Highlights & Insights¶
- The observation that "not all regions are worth aligning" is highly precise—focusing computational resources on meaningful regions while avoiding error propagation in difficult and useless areas.
- The joint refinement of the mask and optical flow forms a positive feedback loop: the mask guides the flow to focus on valuable regions, and a better flow promotes more accurate region identification.
- The self-built Challenge123 dataset fills the gap for large-motion HDR evaluation (average motion 128.7 vs 20.1 pixels, saturation ratio 0.201 vs 0.061).
- Window partition cropping is an elegant training trick that cleverly unifies the requirements of different crop sizes in the two stages.
Limitations & Future Work¶
- PSNR-μ and HDR-VDP2 on the Tel 23 dataset are slightly inferior to those of Transformer-based methods, indicating that attention mechanisms still hold advantages in scenes dominated by deghosting (rather than large-motion aggregation).
- Explicit optical flow alignment can still fail in extreme occlusion and severe deformation scenarios.
- The refinement module using dilated residual blocks is relatively simple; more sophisticated refinement strategies could potentially yield further improvements.
- The two-stage pipeline introduces extra hyperparameters (e.g., \(\beta\), \(\alpha\), window size), requiring careful tuning.
- Although the Challenge123 dataset is challenging, its sample size is relatively small (96 training + 27 testing), which might lack diversity.
Related Work & Insights¶
- Kalantari et al. (2017): A pioneering learning-based HDR method (optical flow alignment + CNN fusion). SAFNet introduces a selective mechanism on top of it.
- SCTNet / HDR-Transformer: Representative Transformer-based HDR methods that feature high accuracy but are one to two orders of magnitude slower.
- PWC-Net / LiteFlowNet: Successful architectures for pyramid optical flow estimation, from which SAFNet's encoder-decoder design draws inspiration.

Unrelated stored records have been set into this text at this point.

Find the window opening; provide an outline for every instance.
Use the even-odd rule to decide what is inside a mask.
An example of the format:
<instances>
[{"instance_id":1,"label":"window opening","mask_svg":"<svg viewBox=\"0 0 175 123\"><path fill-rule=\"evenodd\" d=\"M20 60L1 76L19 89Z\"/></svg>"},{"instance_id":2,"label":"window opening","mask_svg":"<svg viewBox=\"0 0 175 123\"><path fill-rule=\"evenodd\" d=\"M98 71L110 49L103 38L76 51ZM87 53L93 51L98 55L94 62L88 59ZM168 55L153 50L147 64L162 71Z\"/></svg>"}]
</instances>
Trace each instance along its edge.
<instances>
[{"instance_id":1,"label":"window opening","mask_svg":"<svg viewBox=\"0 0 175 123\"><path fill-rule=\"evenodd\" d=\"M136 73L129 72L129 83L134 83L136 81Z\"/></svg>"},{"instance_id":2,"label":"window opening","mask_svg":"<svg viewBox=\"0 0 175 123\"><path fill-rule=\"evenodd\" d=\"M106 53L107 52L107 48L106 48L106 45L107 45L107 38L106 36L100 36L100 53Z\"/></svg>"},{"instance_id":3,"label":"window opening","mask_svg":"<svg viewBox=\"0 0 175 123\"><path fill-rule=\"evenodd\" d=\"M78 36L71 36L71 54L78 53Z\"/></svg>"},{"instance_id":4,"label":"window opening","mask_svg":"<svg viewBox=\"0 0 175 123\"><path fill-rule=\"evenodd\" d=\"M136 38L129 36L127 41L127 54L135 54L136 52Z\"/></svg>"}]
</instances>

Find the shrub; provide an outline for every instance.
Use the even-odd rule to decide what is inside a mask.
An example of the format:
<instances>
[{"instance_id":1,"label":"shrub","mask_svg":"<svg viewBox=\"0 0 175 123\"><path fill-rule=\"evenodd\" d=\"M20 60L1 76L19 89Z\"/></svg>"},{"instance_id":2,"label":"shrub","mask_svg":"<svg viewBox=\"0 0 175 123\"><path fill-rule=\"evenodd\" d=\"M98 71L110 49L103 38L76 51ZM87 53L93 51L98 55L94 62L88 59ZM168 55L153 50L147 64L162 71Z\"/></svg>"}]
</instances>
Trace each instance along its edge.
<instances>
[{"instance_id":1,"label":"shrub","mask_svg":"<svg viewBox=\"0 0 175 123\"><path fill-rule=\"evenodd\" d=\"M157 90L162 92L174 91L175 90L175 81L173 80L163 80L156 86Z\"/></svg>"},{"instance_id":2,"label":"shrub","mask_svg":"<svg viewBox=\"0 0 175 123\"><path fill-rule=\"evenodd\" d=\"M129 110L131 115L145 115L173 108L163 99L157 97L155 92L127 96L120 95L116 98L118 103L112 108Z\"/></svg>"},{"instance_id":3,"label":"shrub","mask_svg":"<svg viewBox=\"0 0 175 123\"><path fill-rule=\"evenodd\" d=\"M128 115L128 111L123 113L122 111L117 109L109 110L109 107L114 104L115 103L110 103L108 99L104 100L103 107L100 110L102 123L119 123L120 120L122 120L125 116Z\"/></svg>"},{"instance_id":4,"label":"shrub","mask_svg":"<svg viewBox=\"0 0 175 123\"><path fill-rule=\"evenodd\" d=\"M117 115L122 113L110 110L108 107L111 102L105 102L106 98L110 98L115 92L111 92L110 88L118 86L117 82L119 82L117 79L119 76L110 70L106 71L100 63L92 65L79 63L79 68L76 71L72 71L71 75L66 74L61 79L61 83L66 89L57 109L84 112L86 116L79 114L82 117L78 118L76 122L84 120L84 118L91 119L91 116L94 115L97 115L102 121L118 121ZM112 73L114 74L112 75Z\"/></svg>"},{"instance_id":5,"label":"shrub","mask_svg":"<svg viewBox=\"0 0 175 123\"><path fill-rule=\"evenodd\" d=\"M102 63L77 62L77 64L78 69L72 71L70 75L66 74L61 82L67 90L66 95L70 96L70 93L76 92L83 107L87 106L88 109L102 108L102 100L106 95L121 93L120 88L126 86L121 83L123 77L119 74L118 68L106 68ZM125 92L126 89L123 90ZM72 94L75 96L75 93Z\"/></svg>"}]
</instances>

- Insight: Selective processing + explicit operations can be superior to global implicit attention in efficiency-sensitive tasks.
Rating¶
- Novelty: ⭐⭐⭐⭐ The concept of selective alignment fusion is clear and elegant, and window partition cropping is a clever training innovation.
- Experimental Thoroughness: ⭐⭐⭐⭐⭐ Three datasets + one self-built dataset + exhaustive ablations + efficiency comparisons + generalization tests.
- Writing Quality: ⭐⭐⭐⭐ The methodology is clearly described, diagrams are intuitive, and the dataset contribution is valuable.
- Value: ⭐⭐⭐⭐⭐ It sets a new record for speed-accuracy trade-offs, holding significant value for mobile HDR deployment.